If you’re doing segmentation, detection, triage, or classification, you’re usually pushing big tensor ops over 2D stacks or full 3D volumes. That’s why most practical medical imaging AI stacks assume GPUs, especially when you move from 2D to 3D segmentation.

A good example is MONAI, a PyTorch-based, open-source toolkit built for healthcare imaging AI. It’s part of the PyTorch ecosystem and is designed around deep learning workflows for medical imaging.

One practical detail people miss: GPUs help twice here. First, for training. Second, for inference throughput when you need to run models over many studies, many slices, or a live queue. Even if a single inference is “fast enough,” queues are where latency becomes a real workflow problem.

Don’t ignore the boring bottlenecks: decode and data movement
A fast GPU model won’t help if your pipeline can’t feed it.
DICOM workflows often involve compression and decoding. JPEG 2000 shows up in medical imaging and digital pathology, and decode can become a real bottleneck when you scale. NVIDIA’s nvJPEG2000 library is specifically aimed at accelerating JPEG 2000 decoding and encoding on NVIDIA GPUs, with parts of the decode offloaded to the GPU.

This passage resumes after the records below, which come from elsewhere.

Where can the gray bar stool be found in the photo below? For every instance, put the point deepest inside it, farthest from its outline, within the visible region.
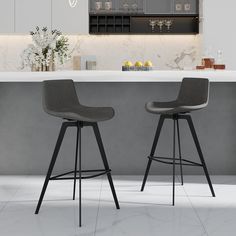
(60, 100)
(193, 95)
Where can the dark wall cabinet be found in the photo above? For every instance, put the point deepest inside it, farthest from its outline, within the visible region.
(158, 7)
(144, 17)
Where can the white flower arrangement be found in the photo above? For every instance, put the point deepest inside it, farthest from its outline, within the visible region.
(48, 49)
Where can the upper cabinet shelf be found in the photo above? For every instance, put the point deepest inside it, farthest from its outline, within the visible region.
(145, 17)
(147, 7)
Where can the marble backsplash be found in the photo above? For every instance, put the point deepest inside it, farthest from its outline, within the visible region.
(166, 52)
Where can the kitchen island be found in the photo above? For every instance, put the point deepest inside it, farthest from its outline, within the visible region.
(118, 76)
(27, 134)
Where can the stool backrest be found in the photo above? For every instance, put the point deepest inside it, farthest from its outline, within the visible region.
(194, 92)
(59, 95)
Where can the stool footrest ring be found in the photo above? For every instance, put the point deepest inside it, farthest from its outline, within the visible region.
(97, 173)
(169, 161)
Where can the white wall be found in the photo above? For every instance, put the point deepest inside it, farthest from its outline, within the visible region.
(166, 51)
(219, 30)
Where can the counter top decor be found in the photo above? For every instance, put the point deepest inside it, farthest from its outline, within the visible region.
(48, 49)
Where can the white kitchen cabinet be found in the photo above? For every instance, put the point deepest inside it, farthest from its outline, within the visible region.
(32, 13)
(6, 16)
(70, 20)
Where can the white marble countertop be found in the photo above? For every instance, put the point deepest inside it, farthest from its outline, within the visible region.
(118, 76)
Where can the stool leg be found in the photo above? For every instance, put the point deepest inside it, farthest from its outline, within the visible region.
(180, 154)
(51, 166)
(80, 178)
(196, 141)
(105, 162)
(76, 160)
(154, 145)
(173, 193)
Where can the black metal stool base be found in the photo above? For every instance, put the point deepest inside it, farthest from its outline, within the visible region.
(92, 173)
(177, 161)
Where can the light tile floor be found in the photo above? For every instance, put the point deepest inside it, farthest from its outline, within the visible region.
(142, 213)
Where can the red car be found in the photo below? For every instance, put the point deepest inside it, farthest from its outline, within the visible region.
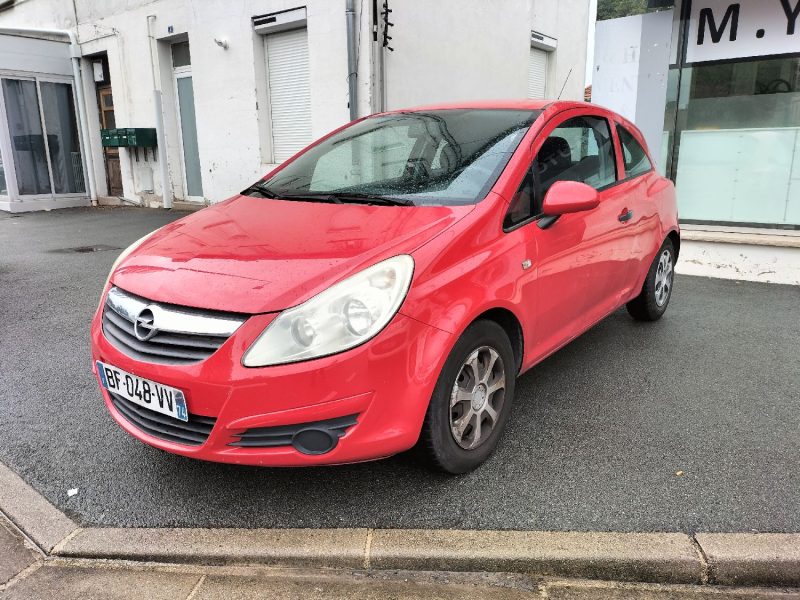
(385, 287)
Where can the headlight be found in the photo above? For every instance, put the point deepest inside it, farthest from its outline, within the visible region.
(123, 255)
(344, 316)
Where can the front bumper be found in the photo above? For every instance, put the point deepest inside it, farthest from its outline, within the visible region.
(386, 383)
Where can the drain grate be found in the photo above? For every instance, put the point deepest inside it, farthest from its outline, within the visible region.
(86, 249)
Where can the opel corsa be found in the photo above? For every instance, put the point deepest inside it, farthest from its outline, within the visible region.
(385, 287)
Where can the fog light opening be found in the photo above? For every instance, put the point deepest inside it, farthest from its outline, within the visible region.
(314, 441)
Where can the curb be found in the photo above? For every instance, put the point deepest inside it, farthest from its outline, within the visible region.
(26, 508)
(669, 558)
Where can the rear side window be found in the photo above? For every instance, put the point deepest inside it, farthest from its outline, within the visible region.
(578, 150)
(634, 156)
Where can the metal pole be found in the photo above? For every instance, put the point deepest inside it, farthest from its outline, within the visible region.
(352, 59)
(161, 138)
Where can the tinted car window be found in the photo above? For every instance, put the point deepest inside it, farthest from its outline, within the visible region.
(433, 157)
(579, 150)
(522, 206)
(634, 156)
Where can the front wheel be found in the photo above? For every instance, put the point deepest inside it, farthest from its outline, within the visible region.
(652, 303)
(472, 400)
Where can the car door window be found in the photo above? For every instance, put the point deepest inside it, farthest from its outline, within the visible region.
(521, 207)
(581, 150)
(633, 154)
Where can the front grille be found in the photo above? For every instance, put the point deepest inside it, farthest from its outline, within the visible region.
(268, 437)
(193, 432)
(182, 335)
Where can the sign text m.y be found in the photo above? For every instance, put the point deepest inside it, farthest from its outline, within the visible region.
(724, 29)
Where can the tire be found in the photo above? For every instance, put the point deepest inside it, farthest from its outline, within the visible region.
(652, 303)
(482, 341)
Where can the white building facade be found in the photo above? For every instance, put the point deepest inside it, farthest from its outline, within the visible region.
(715, 87)
(218, 92)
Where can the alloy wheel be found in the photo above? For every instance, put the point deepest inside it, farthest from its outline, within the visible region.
(476, 401)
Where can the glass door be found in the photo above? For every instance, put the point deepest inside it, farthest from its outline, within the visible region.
(191, 152)
(43, 131)
(64, 145)
(187, 122)
(27, 137)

NVIDIA has also written about GPU-accelerated medical image decoding using nvJPEG2000 in the context of DICOM images.
This is where a lot of teams get surprised. They upgrade the model, see no speedup, and the reason is simple: decode and transfers are stalling everything.

What to look for in a GPU setup for medical imaging
You don’t need the “biggest GPU,” but you do need the right shape for your workloads.

First, VRAM. 3D volumes and 3D models eat memory fast. If you’re doing full-volume inference or training, VRAM is often the first constraint you hit.

Second, predictable throughput. For imaging pipelines, it’s rarely one job. It’s many studies, batching, retries, and a queue that’s always there. Stable performance is more useful than peak benchmarks.

Third, plan for where the data lives. If your GPU is fast but your storage or network is slow, you’ll see stutters. Medical imaging workloads punish slow I/O.

Summary
GPUs matter in medical image processing because the workload is a perfect storm: large 3D data, repeated math, heavy reconstruction steps, and deep learning that lives on tensor ops. Reconstruction benefits from GPU-friendly computation like FFTs in MRI and ultrasound, and iterative approaches in CT can be heavy enough that GPUs become the only practical way to keep turnaround reasonable.

And the less glamorous part is just as real: decode and data movement can bottleneck the whole system, and GPU-accelerated decoding libraries exist for a reason.